El prodigio había durado sólo unos instantes porque enseguida recordé que no teníamos ningún disco que escuchar en aquella maravilla de la técnica y el progreso. Juan nos miró con benevolencia, abrió la cartera donde guardaba las facturas y el dinero y sacó…
–¡Una placa!–exclamó mi tía, que probablemente no estaba al tanto del cambio en la denominación, mientras daba un paso atrás para que mi prima y yo pudiéramos seguir la demostración de El de la luz.
–Una vez colocadas las seis pilas gordas, se deja el aparato en una superficie plana y firme. Nada de ponerlo sobre la mecedora o la cama, que puede desajustarse y romper la aguja. Lo mejor es que lo escuchéis encima de la mesa, como estamos haciendo ahora. ¿Veis? Como vamos a utilizar un disco pequeñose pone sobre el eje esta piececito redonda y esta palanca la llevamos a donde dice 45. Ahora tiramos del brazo hacia atrás y con mucho cuidado…
La voz de Karina se extendió por toda la casa…
–¡Es el Doctor Zhivago! –reconoció mi madre.
–Bájale la voz, los vecinos… –advirtió mi tía.
Desde aquella tarde de mediados de los sesenta, Karina, Alberto Cortez, Los Ángeles y, ya en las puertas de la adolescencia, Mari Trini, se convirtieron en mi compañía diaria. Junto a ellos, de vez en cuando aparecía en la tele Waldo de los Ríos, un personaje de gafas estrambóticas que dirigía la orquesta.
Como a tantos niños de aquel “baby boom”, Waldo, Rafael Trabucchelli y las grabaciones de Hispavox llenaron de luz y color los días azules de una infancia marcada por la aparición de una clase media capaz de comprar piso, utilitario, lavadora y tocadiscos. El mismo grupo social que, en cierta medida, se sintió huérfano y hasta desorientado a la muerte de Franco, a mediados de los setenta.
Entre la llegada de la tele, en blanco y negro por supuesto, a casa hasta la aparición del color discurre la estancia de Waldo de los Ríos en España. O, lo que es lo mismo, entre Escala en HiFi y su intento de adaptar La Internacional para las elecciones de 1977; entre Historias para no dormir y Curro Jiménez; entre los 25 años de paz y la matanza de Atocha. Así se escribe la historia.

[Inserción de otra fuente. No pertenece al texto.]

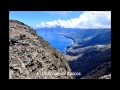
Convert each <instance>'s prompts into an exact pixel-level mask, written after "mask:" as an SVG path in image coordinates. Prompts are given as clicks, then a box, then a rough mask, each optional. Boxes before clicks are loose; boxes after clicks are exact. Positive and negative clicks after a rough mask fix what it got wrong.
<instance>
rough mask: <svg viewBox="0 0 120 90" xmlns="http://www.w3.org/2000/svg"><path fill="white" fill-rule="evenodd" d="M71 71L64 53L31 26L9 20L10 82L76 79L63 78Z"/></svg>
mask: <svg viewBox="0 0 120 90" xmlns="http://www.w3.org/2000/svg"><path fill="white" fill-rule="evenodd" d="M67 72H71V70H70V68H69V66H68V63H67V61H66V59H65V58H64V56H63V55H62V53H61V52H59V51H58V50H56V49H55V48H53V47H52V46H50V44H49V43H48V42H47V41H45V40H44V39H43V38H42V37H39V36H38V35H37V34H36V32H35V30H33V29H32V28H31V27H29V26H27V25H25V24H24V23H22V22H20V21H17V20H10V21H9V78H10V79H73V77H72V76H70V75H67V74H63V75H61V73H67ZM55 73H56V75H55ZM45 74H46V75H45Z"/></svg>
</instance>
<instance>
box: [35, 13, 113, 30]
mask: <svg viewBox="0 0 120 90" xmlns="http://www.w3.org/2000/svg"><path fill="white" fill-rule="evenodd" d="M36 26H37V27H38V28H43V27H49V28H51V27H56V26H61V27H64V28H111V12H110V11H84V12H83V13H82V14H81V15H80V16H79V17H78V18H73V19H70V20H61V19H58V20H54V21H48V22H44V21H43V22H41V23H40V24H37V25H36Z"/></svg>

Vistos ahora con distancia, no fueron muchos años, apenas quince, en las que el músico no dejó de buscar ni un sólo día su superación como creador y su libertad personal. A medio camino entre lo uno y lo otro, por su vida se cruza, a principios de 1970, el Himno a la alegría, ese que ahora se canta de balcón a balcón para desafiar el confinamiento y que, mucho antes de internet y la globalización, consiguió ser un éxito en 65 países.
Mientras medio mundo coreaba, como ahora mismo en la pandemia del Covid-19, la fraternidad universal, esa que había llevado al hombre a la Luna pero también a Vietnam, Waldo cobraba cheques con seis ceros en dólares. Ni la fama, ni el dinero, ni su capacidad creativa pudieron evitar que el compositor se deslizara por una peligrosa pendiente emocional que lo llevaría primero a la muerte y después al olvido.
Muchos años después, cara a cara con mi propio pasado, recordaría la tarde aquella en la que Juan el de la luz me llevó a conocer la música. Decidí contar entonces la existencia atormentada de Waldo de los Ríos, aquél tipo grande y silencioso que en la tele o los discos supo hacernos tan felices.
Fueron, apenas, cuarenta y dos años de soledad. Toda una vida.